At roughly the same time that the payment was being negotiated with Daniels, separate negotiations were taking place between McDougal and American Media, Inc, the parent company of the National Enquirer and a number of other publications. The CEO of AMI happens to be David Pecker, a long-time friend of Trump’s. AMI and McDougal ultimately reached an agreement that effectively silenced her in advance of that election. Under that agreement, McDougal was paid $150,000 for the rights to her story regarding the affair and apparently promised column space in AMI publications which she has alleged she was never actually given. McDougal has also said that her attorney at the time was also in communication with Michael Cohen regarding such an agreement, although she was not aware of those conservations at the time and the contents of those communications were never revealed to her. In March of last year, McDougal filed suit against AMI alleging that it had not complied with its obligations under the agreement and that the entire purpose for entering into the agreement was to obtain the rights to the story of McDougal’s affair with Trump and then never publish it, a practice known as “catch and kill” that AMI has been known to use in the past when it came to stories about people with whom Pecker has a close relationship, such as President Trump. That lawsuit was settled in April, with the result being that McDougal was allowed to keep the payment and retained the rights to tell her story. As with the payment to Stormy Daniels, Michael Cohen has stated that Trump was fully aware of the payment to McDougal.

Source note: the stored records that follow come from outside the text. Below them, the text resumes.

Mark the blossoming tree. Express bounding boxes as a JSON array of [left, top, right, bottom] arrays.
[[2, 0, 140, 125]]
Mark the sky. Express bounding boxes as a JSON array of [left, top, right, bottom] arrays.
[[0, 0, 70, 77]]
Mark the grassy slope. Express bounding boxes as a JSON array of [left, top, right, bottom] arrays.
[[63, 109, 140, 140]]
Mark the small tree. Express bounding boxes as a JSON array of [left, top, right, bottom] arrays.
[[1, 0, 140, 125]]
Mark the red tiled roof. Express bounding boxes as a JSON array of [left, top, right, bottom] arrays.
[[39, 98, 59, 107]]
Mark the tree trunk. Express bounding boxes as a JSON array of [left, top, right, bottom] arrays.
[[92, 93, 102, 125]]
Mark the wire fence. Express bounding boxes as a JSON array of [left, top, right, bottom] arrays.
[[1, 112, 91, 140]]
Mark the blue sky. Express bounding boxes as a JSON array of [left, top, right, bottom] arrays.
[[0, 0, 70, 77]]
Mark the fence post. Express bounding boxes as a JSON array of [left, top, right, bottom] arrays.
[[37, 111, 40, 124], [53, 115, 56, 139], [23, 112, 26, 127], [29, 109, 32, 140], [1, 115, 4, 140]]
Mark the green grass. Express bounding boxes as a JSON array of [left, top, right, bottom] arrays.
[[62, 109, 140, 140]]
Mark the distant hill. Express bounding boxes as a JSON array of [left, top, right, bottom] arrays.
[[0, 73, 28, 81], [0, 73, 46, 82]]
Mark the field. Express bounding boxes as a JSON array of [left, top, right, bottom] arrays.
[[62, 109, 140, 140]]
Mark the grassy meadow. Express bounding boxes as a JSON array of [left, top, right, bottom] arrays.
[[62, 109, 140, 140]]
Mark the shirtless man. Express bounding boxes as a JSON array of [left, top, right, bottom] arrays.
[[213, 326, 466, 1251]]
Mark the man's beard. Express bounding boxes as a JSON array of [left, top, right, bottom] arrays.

As I’ve noted in the past, there seems to be a very clear violation of Federal law here with respect to the Federal election laws governing contributions to Federal campaigns. Specifically, this is the case because it is clear that the payments to Daniels and McDougal were clearly made for the benefit of the campaign, thus making them “in-kind contributions.” The fact that the candidate, along with his personal attorney, were the ones facilitating the payments just makes the crimes more apparent. Indeed, it is clear that the Southern District of New York has alleged, through the indictment and other documents setting forth the charges to which Michael Cohen ultimately pled guilty, has already identified the President of the United States, or as he’s known in the court documents “Individual 1,” as effectively what amounts to an unindicted co-conspirator.
That being said, I am not familiar enough with New York law to speak to what potential charges Vance could be exploring related to these payoffs. They could amount to everything from income tax charges to bank and wire fraud. We should get a better idea of that tomorrow when the Federal District Court Judge to whom this case has been assigned holds a preliminary hearing in the matter that will decide, at least in the short-term, whether Vance will be allowed to proceed with his investigation and enforce the subpoena for Trump’s tax documents. Depending on how that goes, the President could find himself facing a whole new set of legal headaches.